No-one can argue that technology has impacted the provision of financial advice in positive ways by simplifying processes, work flows and and exchange of information. Yet instead of using this advantage to increase the mobility of the adviser to spend this time improving relationships – the opposite has occured.
Advisers have used compliance to deflect criticism and for becoming isolated inside their 200 client / $5,000 pa service fee silos and in doing so, have lost their face-to-face interpersonal and entrepreneurial advantages.
Time and again the warnings have been made about downward pressure on fees and margins that is only going to intensify in the coming years and these current models are simply unsustainable and doomed in the new era of advice professionalism.
Dr. Mark Sinclair, founder and Managing Director of Mentor Education, added that giving clients what they want, when they want it, will seem like an impossibility.
But as new technologies have come to market, they’ve made it easier for practices to provide this high level of compliant service as well as increasing the number of channels through which to interact with clients and generate more revenue for the advice business. Such technologies include:
- Customer Relationship Management journey management tools to automate and personalise client messages, via the client’s preferred medium, be it email, SMS or social media.
- Video conferenciing, coupled with secure remote digital signatures, integrated with everyday office applications, enabling advisers to increase the number of quality, meaningful and efficient client interactions.
- Data management and analytics that can integrate with reporting dashboards to keep advisers abreast of how their key pefromance indicators are tracking and alert them to areas needing attention.
- Workflow automation tools to streamline internal processes to improve efficiency and reduce the variable client service delivery costs.
- App development tools that convert internal spreadsheets into lead generation tools, self-service client calculators or advice tools used in video or face-to-face client meetings.
- Newsletter generation aplications that allow advisers to drag and drop up-to-date, relevent articles into a customisable templates, with different versions emailed to appropriate client segments.

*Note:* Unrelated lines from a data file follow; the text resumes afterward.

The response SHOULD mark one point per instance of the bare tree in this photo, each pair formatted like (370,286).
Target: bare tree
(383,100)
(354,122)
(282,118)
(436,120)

- Data capture tools, such as mini fact-find and risk needs analysis calculators, to review and manage client information immediately during client meetings using interactive web forms.
Advice businesses should be leveraging today’s trends in technology, communication and outsourcing to create compliant service offerings and interpersonal frameworks that clients will willing purchase and refer to their business associates, friends and family post 2020.
While the benefits of technology can’t be disputed, it’s important to recognise that human beings are built for personal relationships and that the benefits of such connections can’t be duplicated any other way but in person.
It’s alarming how many advisers currently miss opportunities for better financial, lifestyle protection and retirement outcomes for clients due to their lack of face-to-face activities with clients.
The bulk of an adviser’s time should be in front of their clients as personal interaction builds loyalty – and the more loyal the clients, the more likely they are to refer the practice to friends, family and business associates. These referrals are far more cost effective to the business and reflect the power of the business brand and personal reputation of the adviser.
For the ideal example of the structure a ‘new world’ professional adviser should aspire to beyond 2020 to optimise / maximise client facing time, look no further than the Barrister (financial adviser) in Chambers that receives a brief prepared by a Solicitor (paraplanner) – or highly regarded medical specialist that is able to maximise time with the patient (client) via a support structure that presents the case file with sufficient information for informed action, make a diagnosis, undertake the procedure and follow up advice.
There’s no doubt that building the advice business of the future will be tough. Business-building has never been an easy task and while some advisers are going to let the future slip from their grasp, others see it coming and are responding.